I need to detect scraping of info on my website. I tried detection based on behavior patterns, and it seems to be promising, although relatively computing heavy.
The base is to collect request timestamps of certain client side and compare their behavior pattern with common pattern or precomputed pattern.
To be more precise, I collect time intervals between requests into array, indexed by function of time:
i = (integer) ln(interval + 1) / ln(N + 1) * N + 1
Y[i]++
X[i]++ for current client
where N is time (count) limit, intervals greater than N are dropped. Initially X and Y are filled with ones.
Then, after I got enough number of them in X and Y, it's time to make decision. Criteria is parameter C:
C = sqrt(summ((X[i]/norm(X) - Y[i]/norm(Y))^2)/k)

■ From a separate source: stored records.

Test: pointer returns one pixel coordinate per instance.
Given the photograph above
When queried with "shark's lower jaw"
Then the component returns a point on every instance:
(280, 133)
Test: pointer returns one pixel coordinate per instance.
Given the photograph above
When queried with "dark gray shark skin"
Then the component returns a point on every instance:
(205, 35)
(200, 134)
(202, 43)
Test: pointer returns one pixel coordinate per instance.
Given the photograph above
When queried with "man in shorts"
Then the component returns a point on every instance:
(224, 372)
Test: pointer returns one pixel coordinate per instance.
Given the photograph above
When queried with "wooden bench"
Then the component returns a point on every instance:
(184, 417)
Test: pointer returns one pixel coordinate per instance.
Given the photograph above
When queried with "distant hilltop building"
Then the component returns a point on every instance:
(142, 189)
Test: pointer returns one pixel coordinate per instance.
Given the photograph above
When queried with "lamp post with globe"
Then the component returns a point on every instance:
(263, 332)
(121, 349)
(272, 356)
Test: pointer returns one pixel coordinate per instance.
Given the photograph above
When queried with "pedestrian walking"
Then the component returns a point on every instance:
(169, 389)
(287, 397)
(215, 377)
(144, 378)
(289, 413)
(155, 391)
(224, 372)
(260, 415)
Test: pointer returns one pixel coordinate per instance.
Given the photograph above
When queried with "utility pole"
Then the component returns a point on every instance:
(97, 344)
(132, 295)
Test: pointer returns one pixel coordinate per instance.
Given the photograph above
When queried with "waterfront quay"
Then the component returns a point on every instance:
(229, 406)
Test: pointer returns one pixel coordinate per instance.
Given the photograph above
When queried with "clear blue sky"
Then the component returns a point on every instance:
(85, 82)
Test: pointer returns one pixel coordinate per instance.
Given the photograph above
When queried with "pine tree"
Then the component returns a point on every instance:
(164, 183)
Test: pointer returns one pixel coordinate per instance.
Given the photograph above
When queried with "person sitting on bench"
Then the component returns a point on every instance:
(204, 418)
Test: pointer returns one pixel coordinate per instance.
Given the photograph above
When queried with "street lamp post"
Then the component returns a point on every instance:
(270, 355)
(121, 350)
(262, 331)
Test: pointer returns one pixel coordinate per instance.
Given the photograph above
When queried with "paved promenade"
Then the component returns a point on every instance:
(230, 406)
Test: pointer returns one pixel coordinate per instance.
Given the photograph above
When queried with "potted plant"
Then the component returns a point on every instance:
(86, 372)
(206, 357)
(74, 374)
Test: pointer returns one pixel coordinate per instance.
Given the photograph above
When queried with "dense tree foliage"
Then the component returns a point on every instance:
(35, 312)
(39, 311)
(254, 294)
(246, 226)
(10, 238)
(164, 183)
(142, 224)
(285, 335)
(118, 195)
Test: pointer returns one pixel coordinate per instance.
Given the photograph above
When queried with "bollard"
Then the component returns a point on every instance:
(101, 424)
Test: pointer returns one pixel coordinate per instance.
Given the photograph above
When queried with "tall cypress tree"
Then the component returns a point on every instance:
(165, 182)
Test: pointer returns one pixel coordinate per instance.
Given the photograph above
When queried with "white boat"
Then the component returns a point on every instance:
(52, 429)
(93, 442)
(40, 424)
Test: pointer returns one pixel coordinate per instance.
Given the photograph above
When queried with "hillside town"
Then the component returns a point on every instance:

where X is certain client data, Y is common data, and norm() is calibration function, and k is normalization coefficient, depending on type of norm(). There are 3 types:
norm(X) = summ(X)/count(X), k = 2
norm(X) = sqrt(summ(X[i]^2), k = 2
norm(X) = max(X[i]), k is square root of number of non-empty elements X
C is in range (0..1), 0 means there is no behavior deviation and 1 is max deviation.
Сalibration of type 1 is best for repeating requests, type 2 for repeating request with few intervals, type 3 for non-constant request intervals.
What do you think? I'll appreciate if you'll try this on your services.